Adding to the demand for risk-free government paper, investors struggled to take down a multibillion euro auction for Italian debt over concerns that the Italian government would bust the budget caps mandated by the European Union. The 10-year Italian government bond yield TMBMKIT-10Y, +0.00% jumped 8.4 basis points to 3.215%, its highest rate since 2014, while the 10-year German bond yield TMBMKDE-10Y, +0.00% fell 4.8 basis points to 0.358%, according to Tradeweb data.
On the data front, core PCE inflation, which strips out for energy and food prices, rose 0.2% to clinch a year over year climb of 2%, for the first time since 2012. But the bond market showed little response to July’s reading of personal-consumption expenditures price index, even though inflation can erode the value of a bond’s fixed-income payments.
That’s in part because economists view the achievement of a 2% target as ultimately fleeting, brought about by one-off boosts such as a boost in health-care spending from increases to Medicare pricing and increased spending from Americans recovering from last year’s hurricanes.
“The bottom line is 2% is the peak,” said Omair Sharif, senior U.S. economist for Société Générale.

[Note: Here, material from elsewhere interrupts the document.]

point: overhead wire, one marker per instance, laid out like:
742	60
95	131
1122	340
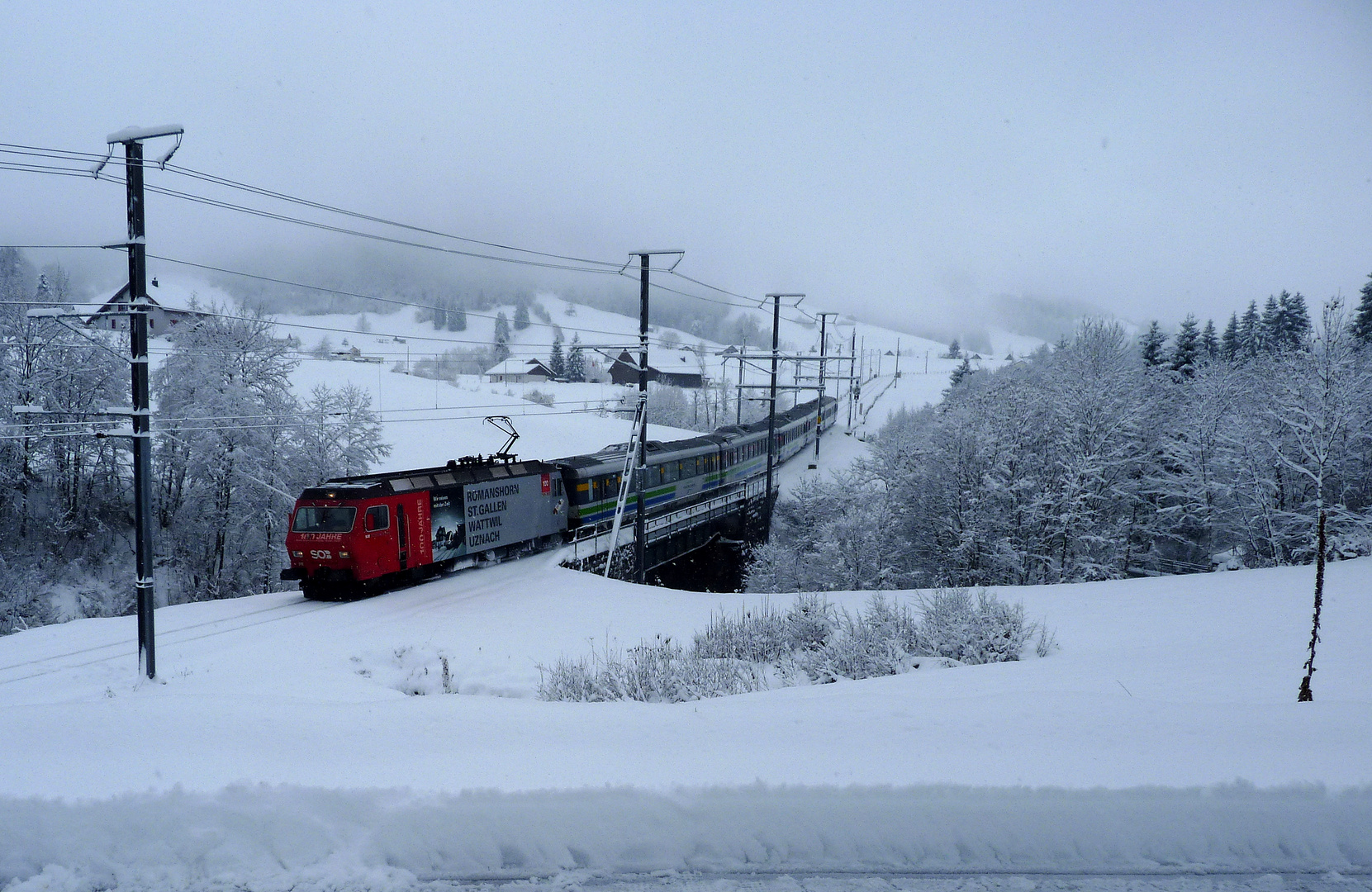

Still, with inflation heading back to 2%, more investors may start to anticipate a rate increase in December, with traders having mostly priced in a September hike. Economists at Goldman Sachs said Fed Chairman Jerome’s Powell speech last week at a central banker symposium in Jackson Hole, Wyo., didn’t point to a slowdown in the expected pace of rate increases, despite his remarks on how an uncertain outlook for the global economy could complicate U.S. monetary policy.
“Fed officials apparently expect core inflation to rise no further from here, but we suspect those projections will prove too sanguine, particularly with wage growth starting to show clearer signs of acceleration. In that context, the Fed is likely to continue raising interest rates once a quarter,” wrote Andrew Hunter, U.S. economist for Capital Economics.